A wheelchair is beneficial for pets dealing with partial or complete paralysis to get them standing and independently mobile. A dog wheelchair is also beneficial for pets with joint pain or skeletal injuries that struggle to bear their full weight on their injured limbs.
No-Knuckling Training Socks
Pets with proprioceptive issues, dragging paws, and struggle with their gait can utilize the No-Knuckling Training Sock to enhance their rehab efforts.
The anti-knuckling device is intended to be used during short intervals to help correct a dog’s paw placement and retrain them to walk without dragging their front or back paws. The No-Knuckling Training Sock can be used during walking exercises, land treadmills, or water treadmill therapy sessions.
VertebraVe Back Brace for Dogs
Dogs healing from a spinal injury or disc issue can wear a canine back brace to provide spinal stability back support, and limit their range of motion.

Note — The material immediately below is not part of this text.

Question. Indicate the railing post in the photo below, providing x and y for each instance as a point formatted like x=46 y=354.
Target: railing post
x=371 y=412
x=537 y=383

The vertebraVe dog back brace supports the spine and the surrounding muscles to prevent further injury and relieve your dog’s back pain. This is ideal for dogs recovering from spinal conditions like IVDD.
Hip-EEZ Canine Hip Brace
Canine hip dysplasia causes crippling pain that can impact a dog’s mobility and their willingness to exercise.
The Hip-EEZ hip support system provides a sense of lift and compression that relieves hip pain and makes it easier for dogs to be ambulatory. For rehab purposes, the Hip-EEZ is designed with attachments to customize the brace to accommodate different hip conditions.
Combine the hip donut with the Hip-EEZ system to cushion, treat, and protect the hip joint from developing pressure sores. The donut redistributes a dog’s weight away from the bony joint to prevent decubital ulcers from forming in down dogs.
The hip bridge is placed over the hip joint and attaches to the Hip-EEZ to help treat mild to moderate hip subluxation. When worn during regular rehab therapy the bridge applies pressure on the joint keeping the hip joint in place and prevent subluxations from occurring.
The cross-assist is worn high up between a dog’s thighs to prevent hind leg crossing in dogs with weakened back legs. When worn the cross-assist keeps the dogs legs spread apart and can help retrain them to walk normally without crossing their back legs.